子供がいない方の場合、仲の良い甥や姪に財産を遺したいと考えるのは自然なことです。
しかし、生前に正しい対策を取らなければ、財産は法律の規定通りに他の相続人へと分散してしまいます。
本記事では、よくある相談事例をベースにして、相続の基礎知識から特定の甥姪に相続させる方法や注意点まで詳しく解説します。
司法書士田中暢夫一般的な知識の解説にとどまらず、現役の司法書士である筆者の経験に基づく実用的なアドバイスもお伝えしします。
筆者はこれまで「遺言書がないので相続人全員で遺産を分け合うことになったけど、本当は仲の良い甥や姪だけに財産を遺したかったんだろうな…」というケースを沢山見ています。
本記事をお読みの方にはそうなってほしくないので、これを読んで、ぜひ行動に移してください。

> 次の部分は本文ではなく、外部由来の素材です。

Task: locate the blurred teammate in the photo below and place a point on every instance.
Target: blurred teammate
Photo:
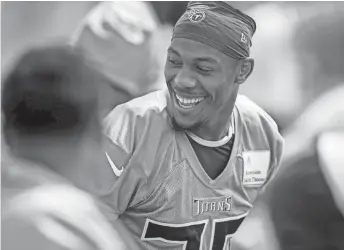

【相談事例】仲の良い姪にだけ財産を相続させることは出来ますか?

【相談の概要】
私は独身で子供もおらず、一人暮らしをしています。
最近けがをして通院することになったことをきっかけに、老後の独居生活や相続の問題について悩み始めました。
私には3人のきょうだいがいます。
上の兄は10年以上前に亡くなり、もう一人の兄とは疎遠ですが、姉とは昔からとても仲良くしています。
また、姉の子である姪のことは我が子のように可愛がってきましたし、姪も私を気遣って頻繁に身の回りの世話をしに来てくれます。
明確な約束はしていないけれど、姪には今後も最低限の老後の面倒や死後の手続きをお願いし、その代わりに私の財産をすべて姪に渡したいと思っています。
何年も会っていない兄や甥たちに財産を渡す必要はないと思うので、姪にだけ財産を渡せるような方法があればいいのですが…
【現在の家族関係】
| 続柄 | ご相談者様との関係性 | 家族構成 | 現在の法定相続分 |
| ご相談者様 | 本人 | 独身・子供なし | - |
| 亡兄 | 10年以上前に死亡 | 既婚・子供1人 | - |
| 姉 | とても仲が良い | 既婚・子供2人 | 1/3 |
| 兄 | 疎遠 | 既婚・子供なし | 1/3 |
| 甥(亡兄の子供) | 疎遠 | 既婚・子供1人 | 1/3 |
| 姪(姉の子供) | とても仲が良く財産を遺したいと思っている | 既婚・子供2人 | 無し |
| 甥(姉の子供) | 年に一度会う程度 | 未婚・子供なし | 無し |

私のケースで仲の良い姪にのみ財産を遺す方法はありますか?
司法書士田中暢夫生前に遺言書等の対策を取ることで、すべての財産を姪御さんに遺すことが可能です。
以下、この相談事例をもとに、「特定の甥・姪に自身の財産を相続させる方法」について相続の実務家の視点から解説します。
甥姪が相続人になるケース
民法では、下記のように相続人の優先順位が定められています。
■相続人の相続順位
| 亡くなった人から見た関係 | 相続順位 |
| 配偶者 | 常に相続人 |
| 子 | 第1順位 |
| 直系尊属(父母、祖父母など) | 第2順位 |
| 兄弟姉妹(甥姪) | 第3順位 |
※第2順位以降の後順位者は先順位者がいない場合にのみ相続人となる
甥姪が相続人になるのは、亡くなった人に子供がおらず、両親も亡くなっており、甥姪の親であるきょうだいも亡くなっているケースです。
司法書士田中暢夫きょうだいが複数人おり、存命の方と亡くなっている方がいる場合、存命のきょうだいのみが相続人になるという勘違いも多いです。
もし既に亡くなっているきょうだいに子供がいる場合は、その子供が代わりに相続人となります。(代襲相続といいます)
甥姪の法定相続分は他の相続人の有無によって異なる
甥姪が相続人になる場合の法定相続分は、被相続人(亡くなった方)の配偶者の有無や他の兄弟姉妹(甥姪)の有無によって異なります。
■配偶者がいる場合
亡くなった方に配偶者と兄弟姉妹・甥姪がいる場合、法定相続分は配偶者が4分の3、兄弟姉妹と甥姪が4分の1です。
兄弟姉妹が複数いる場合は4分の1を人数で均等割りし、甥姪は親である兄弟姉妹の取り分を人数で均等割りします。

■配偶者がいない場合
亡くなった方に配偶者がおらず、兄弟姉妹・甥姪がいる場合は、兄弟姉妹と甥姪がすべての財産を取得します。
兄弟姉妹が複数いる場合は人数で均等割りし、甥姪は親である兄弟姉妹の取り分を人数で均等割りします。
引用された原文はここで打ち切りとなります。